An dieser Stelle betone ich: Wir haben schon eine Vielzahl ausländischer Lehrkräfte in unser System aufgenommen, insbesondere als Seiteneinsteiger, weil eine Anerkennung bisher nicht erfolgen konnte. Bei einigen ist die Anerkennung erfolgt. Wir sind im Bereich Seiteneinstieg sehr intensiv unterwegs, insbesondere wenn es um die Sprachkenntnisse geht. Dafür bietet das LISA für Bewerber im Seiteneinstieg Kurse an, sodass sie mindestens das Niveau C1, besser noch C2 ablegen können, sofern ihre - ich sage es einmal in Anführungszeichen - derzeitige Qualität der deutschen Sprache noch nicht ausreicht, um vor einer Klasse zu stehen. Es geht ja nicht nur um das Unterrichten, man muss auch in anderen Bereichen kommunikativ werden, bspw. bei Elterngesprächen, Schülergesprächen außerhalb des Unterrichts usw. Es gibt eine Vielzahl von Dingen, die eine Lehrkraft mitteilen muss. 

Ich nenne einmal eine Zahl.

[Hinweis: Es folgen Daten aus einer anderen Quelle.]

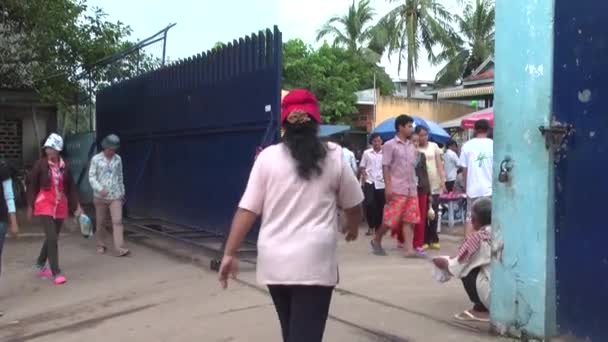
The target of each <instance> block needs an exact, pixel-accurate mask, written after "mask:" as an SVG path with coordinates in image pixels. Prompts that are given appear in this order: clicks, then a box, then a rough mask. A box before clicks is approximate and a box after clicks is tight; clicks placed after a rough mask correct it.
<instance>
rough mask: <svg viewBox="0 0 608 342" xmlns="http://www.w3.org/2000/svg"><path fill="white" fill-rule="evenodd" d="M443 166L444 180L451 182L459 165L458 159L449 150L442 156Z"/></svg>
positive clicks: (457, 173) (457, 172)
mask: <svg viewBox="0 0 608 342" xmlns="http://www.w3.org/2000/svg"><path fill="white" fill-rule="evenodd" d="M443 165H444V167H445V178H446V180H447V181H448V182H453V181H455V180H456V176H458V166H459V165H460V159H459V158H458V155H457V154H456V152H454V151H452V150H450V149H449V148H448V149H447V151H446V152H445V154H444V155H443Z"/></svg>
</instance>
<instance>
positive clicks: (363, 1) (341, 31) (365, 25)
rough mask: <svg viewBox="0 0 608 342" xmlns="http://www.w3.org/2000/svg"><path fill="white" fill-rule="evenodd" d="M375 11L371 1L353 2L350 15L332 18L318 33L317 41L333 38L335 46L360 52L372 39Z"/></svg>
mask: <svg viewBox="0 0 608 342" xmlns="http://www.w3.org/2000/svg"><path fill="white" fill-rule="evenodd" d="M374 15H375V11H374V9H373V8H372V7H371V5H370V3H369V0H361V1H359V2H358V3H357V4H355V1H354V0H353V3H352V5H351V6H350V7H349V8H348V13H347V14H345V15H342V16H336V17H332V18H331V19H329V21H327V23H325V24H324V25H323V26H322V27H321V29H319V31H318V32H317V41H320V40H321V39H323V38H325V37H327V36H332V37H333V39H334V41H333V44H334V45H335V46H342V47H345V48H347V49H349V50H351V51H359V50H360V49H362V48H363V47H366V44H367V43H368V42H369V40H370V39H371V38H372V26H371V25H370V23H371V22H372V21H373V20H374Z"/></svg>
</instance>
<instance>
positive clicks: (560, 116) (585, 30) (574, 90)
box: [553, 0, 608, 342]
mask: <svg viewBox="0 0 608 342" xmlns="http://www.w3.org/2000/svg"><path fill="white" fill-rule="evenodd" d="M555 3H556V7H555V54H554V58H555V62H554V73H553V75H554V76H553V77H554V87H553V117H554V119H555V120H556V121H557V122H561V123H567V124H570V125H573V126H574V131H573V132H572V133H571V134H570V136H569V138H568V140H567V141H566V142H564V144H562V149H561V150H560V151H559V157H558V158H556V163H555V165H556V171H555V176H556V177H555V185H556V186H555V194H556V197H555V203H556V207H555V212H556V216H555V218H556V220H555V223H556V225H555V227H556V230H555V231H556V280H557V282H556V284H557V294H558V300H557V322H558V329H559V333H560V334H562V335H570V336H576V337H577V338H579V339H580V340H584V341H593V342H605V341H608V328H607V327H606V323H608V311H606V305H608V291H607V290H608V248H606V241H608V230H607V229H606V219H605V217H606V216H605V212H606V200H605V198H606V189H608V178H607V177H606V166H605V165H606V162H605V161H606V160H607V159H608V116H607V115H606V108H608V97H607V96H606V94H607V93H608V63H607V61H606V58H607V56H608V30H607V29H606V13H608V2H606V1H597V0H577V1H572V0H556V1H555Z"/></svg>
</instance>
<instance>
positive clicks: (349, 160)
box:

Wir hatten im Seiteneinsteigerportal im Jahr 2023   474 Anmeldungen von Personen mit einer anderen Muttersprache als Deutsch. Bei 106 Personen ist ein Stellenangebot bestätigt worden, also die sind eingestellt worden. Insgesamt wurden 248 Gespräche geführt. Manche sind noch dabei, einen Kurs am LISA abzulegen, um das C1-Niveau für Deutsch zu erreichen. Sobald sie es erreicht haben, sind sie in der Lage, das Bewerbungsverfahren fortzusetzen. 

Wir haben auch ukrainische Lehrkräfte eingestellt. Darüber habe ich bereits berichtet. 

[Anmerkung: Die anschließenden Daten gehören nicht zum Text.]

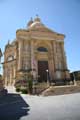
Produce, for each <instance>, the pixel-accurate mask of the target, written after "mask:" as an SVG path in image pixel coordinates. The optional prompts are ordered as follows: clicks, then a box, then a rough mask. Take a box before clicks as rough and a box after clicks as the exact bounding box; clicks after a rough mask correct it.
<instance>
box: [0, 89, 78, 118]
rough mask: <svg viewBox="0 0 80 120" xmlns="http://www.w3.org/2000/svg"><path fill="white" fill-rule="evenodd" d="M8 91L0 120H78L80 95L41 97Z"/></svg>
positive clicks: (64, 95)
mask: <svg viewBox="0 0 80 120" xmlns="http://www.w3.org/2000/svg"><path fill="white" fill-rule="evenodd" d="M8 91H9V94H8V95H7V96H6V97H5V98H4V99H3V101H4V103H5V102H6V103H5V104H3V105H2V106H1V105H0V120H80V93H76V94H67V95H58V96H48V97H43V96H36V95H35V96H32V95H24V94H16V92H15V89H14V88H13V89H12V88H11V87H8ZM12 91H13V93H10V92H12ZM0 102H1V100H0Z"/></svg>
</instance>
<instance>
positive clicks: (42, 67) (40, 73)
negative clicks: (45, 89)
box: [38, 61, 48, 82]
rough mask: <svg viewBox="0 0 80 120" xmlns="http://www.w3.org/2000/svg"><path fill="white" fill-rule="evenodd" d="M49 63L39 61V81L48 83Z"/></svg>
mask: <svg viewBox="0 0 80 120" xmlns="http://www.w3.org/2000/svg"><path fill="white" fill-rule="evenodd" d="M47 69H48V61H38V81H39V82H47V72H46V70H47Z"/></svg>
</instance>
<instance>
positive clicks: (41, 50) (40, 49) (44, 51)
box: [37, 47, 48, 52]
mask: <svg viewBox="0 0 80 120" xmlns="http://www.w3.org/2000/svg"><path fill="white" fill-rule="evenodd" d="M37 50H38V51H39V52H48V50H47V48H45V47H39V48H37Z"/></svg>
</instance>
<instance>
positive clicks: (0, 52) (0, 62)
mask: <svg viewBox="0 0 80 120" xmlns="http://www.w3.org/2000/svg"><path fill="white" fill-rule="evenodd" d="M1 57H2V51H1V48H0V64H1ZM0 68H1V67H0Z"/></svg>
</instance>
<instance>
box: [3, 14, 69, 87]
mask: <svg viewBox="0 0 80 120" xmlns="http://www.w3.org/2000/svg"><path fill="white" fill-rule="evenodd" d="M64 38H65V35H63V34H60V33H57V32H54V31H52V30H50V29H49V28H47V27H46V26H45V25H44V24H43V23H42V22H41V20H40V18H39V17H38V16H36V18H35V19H34V20H32V19H31V20H30V21H29V22H28V24H27V28H25V29H18V30H17V31H16V39H15V40H14V41H13V42H12V43H9V42H8V44H7V45H6V46H5V52H4V63H3V76H4V80H5V85H14V83H15V81H16V80H17V79H21V76H22V75H24V73H25V72H27V70H31V73H32V74H33V78H34V80H37V81H39V82H43V81H45V82H46V81H47V79H50V81H53V82H56V83H57V82H64V81H65V80H68V79H70V75H69V71H68V68H67V63H66V55H65V51H64ZM47 74H48V78H47Z"/></svg>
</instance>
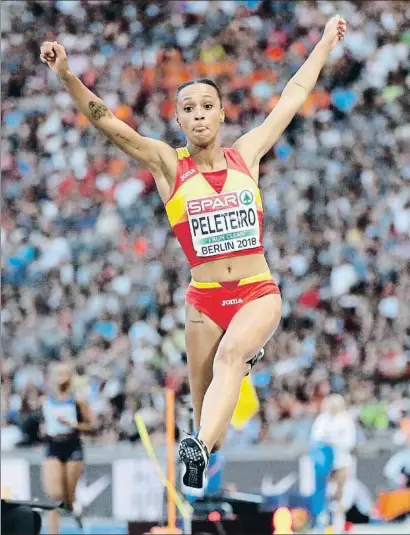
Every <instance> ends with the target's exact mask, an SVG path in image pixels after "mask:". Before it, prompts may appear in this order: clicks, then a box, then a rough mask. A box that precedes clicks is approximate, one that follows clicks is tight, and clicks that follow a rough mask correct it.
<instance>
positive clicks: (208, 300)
mask: <svg viewBox="0 0 410 535" xmlns="http://www.w3.org/2000/svg"><path fill="white" fill-rule="evenodd" d="M269 294H280V290H279V288H278V286H277V284H276V283H275V281H274V280H273V279H272V275H271V273H270V272H269V271H265V272H264V273H260V274H259V275H254V276H253V277H247V278H246V279H241V280H238V281H230V282H197V281H194V280H191V284H190V285H189V287H188V290H187V293H186V296H185V298H186V301H187V303H189V304H190V305H192V306H194V307H195V308H196V309H197V310H199V311H200V312H203V313H204V314H206V315H207V316H208V317H209V318H210V319H211V320H212V321H214V322H215V323H216V324H217V325H219V327H221V329H223V330H224V331H226V329H227V328H228V326H229V324H230V323H231V321H232V319H233V317H234V316H235V314H236V313H237V312H238V311H239V310H240V309H241V308H242V307H243V306H244V305H245V304H246V303H249V302H250V301H253V300H254V299H258V298H259V297H264V296H265V295H269Z"/></svg>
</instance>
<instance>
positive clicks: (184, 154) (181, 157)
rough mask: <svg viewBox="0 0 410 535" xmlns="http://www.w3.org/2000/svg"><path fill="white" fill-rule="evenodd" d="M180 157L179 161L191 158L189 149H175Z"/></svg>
mask: <svg viewBox="0 0 410 535" xmlns="http://www.w3.org/2000/svg"><path fill="white" fill-rule="evenodd" d="M175 150H176V152H177V155H178V160H184V159H185V158H190V157H191V155H190V154H189V150H188V148H187V147H179V148H177V149H175Z"/></svg>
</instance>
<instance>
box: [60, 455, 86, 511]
mask: <svg viewBox="0 0 410 535" xmlns="http://www.w3.org/2000/svg"><path fill="white" fill-rule="evenodd" d="M83 472H84V462H83V461H67V463H66V473H65V478H66V479H65V480H66V487H65V501H66V504H67V505H68V506H70V507H71V506H72V505H73V501H74V497H75V490H76V488H77V483H78V480H79V479H80V477H81V474H82V473H83Z"/></svg>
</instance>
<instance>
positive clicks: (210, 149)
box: [187, 142, 225, 172]
mask: <svg viewBox="0 0 410 535" xmlns="http://www.w3.org/2000/svg"><path fill="white" fill-rule="evenodd" d="M187 147H188V151H189V154H190V155H191V156H192V157H193V158H194V159H195V163H196V164H197V166H198V168H199V170H200V171H204V172H207V171H216V170H219V169H221V168H223V167H224V165H225V154H224V151H223V150H222V148H221V146H220V145H219V143H218V142H215V143H213V144H212V145H209V146H208V147H206V148H203V147H197V146H196V145H192V144H191V143H188V145H187Z"/></svg>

Ich will an der Stelle vielleicht noch über eine ganz kleine persönliche Gegebenheit berichten. Ich war neulich zum Neujahrsempfang der Stadt Merseburg. Dort sprach mich der Vater von Herrn Striegel an. Er sagte, hier sind zwei Personen, die gern einmal mit mir sprechen würden. Das waren zwei männliche Personen türkischer Herkunft - sie haben mit mir ein Foto gemacht  , die sich ausdrücklich bei mir bedankt haben, weil ich oder wir - ich stelle sie nicht ein; das macht das Landesschulamt bzw. das Ministerium bzw. das Land Sachsen-Anhalt - ihnen eine Möglichkeit geschaffen haben, eingestellt zu werden.

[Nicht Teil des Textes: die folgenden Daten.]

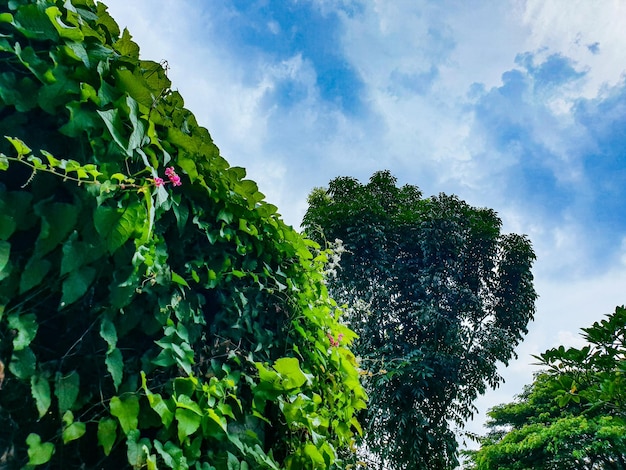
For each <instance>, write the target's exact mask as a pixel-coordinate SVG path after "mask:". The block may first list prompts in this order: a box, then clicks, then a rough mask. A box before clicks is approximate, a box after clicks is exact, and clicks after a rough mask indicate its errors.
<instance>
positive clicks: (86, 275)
mask: <svg viewBox="0 0 626 470" xmlns="http://www.w3.org/2000/svg"><path fill="white" fill-rule="evenodd" d="M95 277H96V270H95V269H94V268H92V267H91V266H83V267H82V268H80V269H79V270H76V271H72V272H71V273H70V275H69V276H68V277H67V279H66V280H65V281H63V288H62V291H63V296H62V297H61V306H62V307H67V306H68V305H71V304H73V303H74V302H76V301H77V300H78V299H80V298H81V297H82V296H83V295H84V294H85V292H87V289H88V288H89V286H90V285H91V283H92V282H93V280H94V278H95Z"/></svg>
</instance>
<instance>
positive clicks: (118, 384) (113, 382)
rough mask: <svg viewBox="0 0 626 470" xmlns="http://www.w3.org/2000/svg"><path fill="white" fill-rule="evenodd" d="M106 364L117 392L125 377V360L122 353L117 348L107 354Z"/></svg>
mask: <svg viewBox="0 0 626 470" xmlns="http://www.w3.org/2000/svg"><path fill="white" fill-rule="evenodd" d="M104 363H105V364H106V366H107V370H108V371H109V373H110V374H111V378H112V379H113V385H114V386H115V390H117V389H118V387H119V386H120V384H121V383H122V378H123V375H124V358H123V357H122V352H121V351H120V350H119V349H117V348H115V349H112V350H111V351H109V352H108V353H107V355H106V359H105V360H104Z"/></svg>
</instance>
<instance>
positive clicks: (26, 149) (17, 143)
mask: <svg viewBox="0 0 626 470" xmlns="http://www.w3.org/2000/svg"><path fill="white" fill-rule="evenodd" d="M4 138H5V139H7V140H8V141H9V142H11V145H13V148H15V150H16V151H17V156H18V157H23V156H24V155H28V154H29V153H31V152H32V150H31V149H30V147H29V146H28V145H26V144H25V143H24V142H23V141H21V140H20V139H18V138H13V137H8V136H6V135H5V136H4Z"/></svg>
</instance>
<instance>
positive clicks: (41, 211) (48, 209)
mask: <svg viewBox="0 0 626 470" xmlns="http://www.w3.org/2000/svg"><path fill="white" fill-rule="evenodd" d="M79 211H80V209H79V207H78V206H76V205H74V204H64V203H60V202H57V203H52V204H50V203H45V202H44V203H40V204H37V205H36V206H35V213H36V214H37V215H39V216H40V217H41V232H40V233H39V237H38V238H37V242H36V243H35V256H36V257H38V258H41V257H43V256H44V255H46V254H47V253H49V252H50V251H52V250H53V249H54V248H56V247H57V246H58V245H59V244H60V243H61V242H62V241H63V240H64V239H65V238H66V237H67V235H68V234H69V233H70V232H71V231H72V230H73V228H74V226H75V225H76V221H77V220H78V213H79Z"/></svg>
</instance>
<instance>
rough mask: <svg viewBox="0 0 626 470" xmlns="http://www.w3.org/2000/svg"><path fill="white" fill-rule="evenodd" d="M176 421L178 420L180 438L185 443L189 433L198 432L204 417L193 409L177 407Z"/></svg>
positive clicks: (190, 433)
mask: <svg viewBox="0 0 626 470" xmlns="http://www.w3.org/2000/svg"><path fill="white" fill-rule="evenodd" d="M176 421H177V422H178V440H179V441H180V442H181V443H183V442H184V441H185V439H187V437H188V436H189V435H191V434H193V433H194V432H196V430H197V429H198V428H199V427H200V422H201V421H202V417H201V416H199V415H198V414H196V413H194V412H193V411H191V410H188V409H184V408H177V409H176Z"/></svg>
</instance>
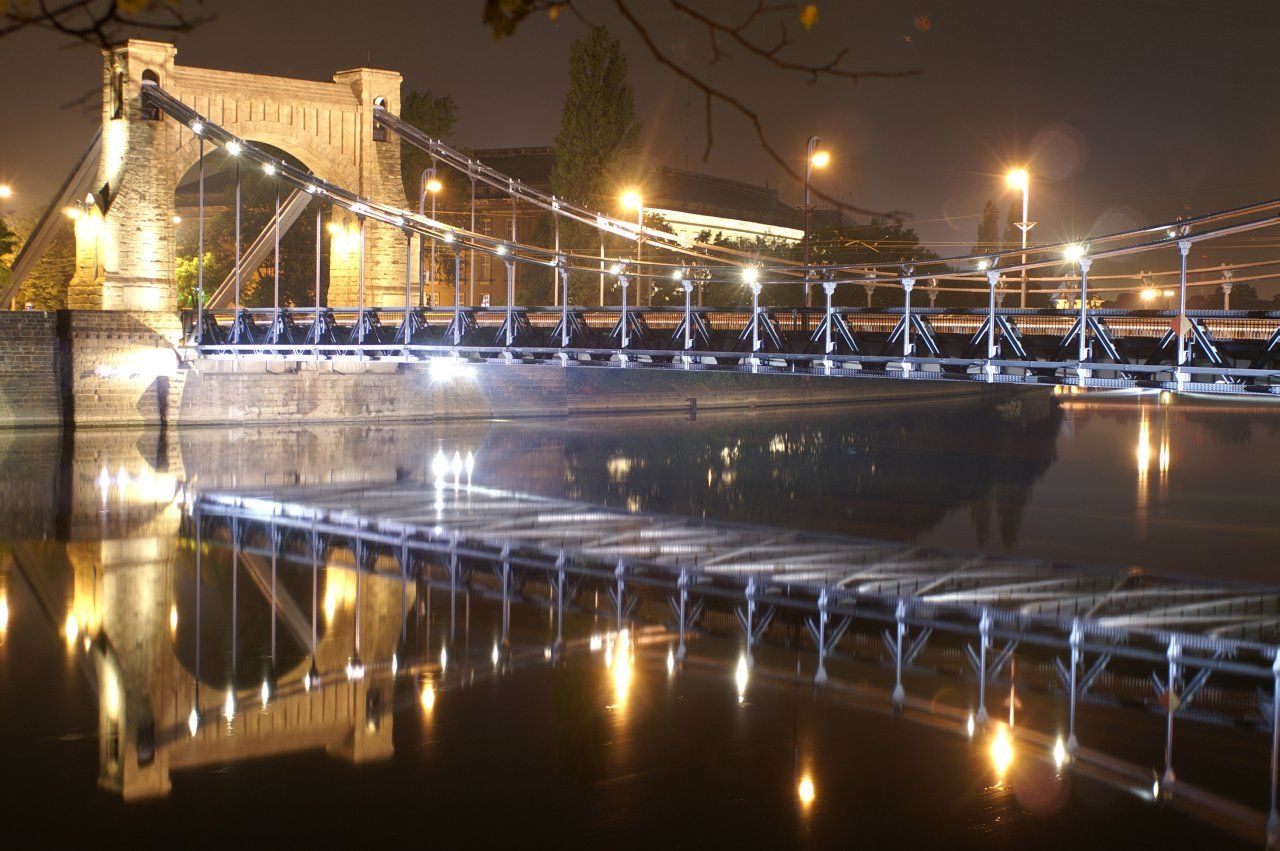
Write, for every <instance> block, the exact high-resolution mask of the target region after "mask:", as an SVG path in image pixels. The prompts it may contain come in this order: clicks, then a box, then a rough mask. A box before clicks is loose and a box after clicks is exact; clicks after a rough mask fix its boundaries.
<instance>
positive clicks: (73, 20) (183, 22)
mask: <svg viewBox="0 0 1280 851" xmlns="http://www.w3.org/2000/svg"><path fill="white" fill-rule="evenodd" d="M200 1H201V0H197V3H200ZM211 19H212V17H211V15H189V14H187V13H186V12H183V10H182V9H179V8H178V0H67V3H61V4H50V3H49V0H10V3H9V4H8V5H6V6H5V8H4V13H3V14H0V38H4V37H5V36H10V35H13V33H15V32H19V31H22V29H46V31H49V32H56V33H59V35H63V36H67V37H69V38H72V40H74V41H77V42H83V44H88V45H92V46H95V47H99V49H102V50H105V49H108V47H109V46H110V45H113V44H116V42H118V41H119V40H120V37H122V35H123V33H124V32H125V31H129V29H134V31H147V32H189V31H192V29H193V28H196V27H198V26H200V24H202V23H207V22H209V20H211Z"/></svg>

Sie sagten mir, dass sie eine Whatsapp-Gruppe gegründet haben - sie sind auch alle miteinander vernetzt - und dass schon jetzt Personen aus Berlin und auch aus Frankfurt am Main nach Sachsen-Anhalt gezogen sind, um hier Lehrkraft zu werden, weil sie die entsprechende Ausbildung haben. Sie haben sich bedankt, haben den Kontakt zu mir hergestellt und wollten sozusagen auch noch einmal ein Gespräch mit der Gruppe, die zufällig entstanden ist. Sie haben mir bestätigt, dass das in anderen Ländern wesentlich schwerer vonstattengeht bzw. fast unmöglich ist. Ich weiß, dass auch andere Länder Lehrkräfte mit ausländischem Hintergrund eingestellt haben. 

Ich will anhand der Schilderung einer solchen Begebenheit deutlich machen, dass wir in der Richtung gar nicht schlecht unterwegs sind. Aber das reicht eben noch nicht. Es geht um die vollständige Anerkennung. Daran arbeiten wir. - Vielen Dank.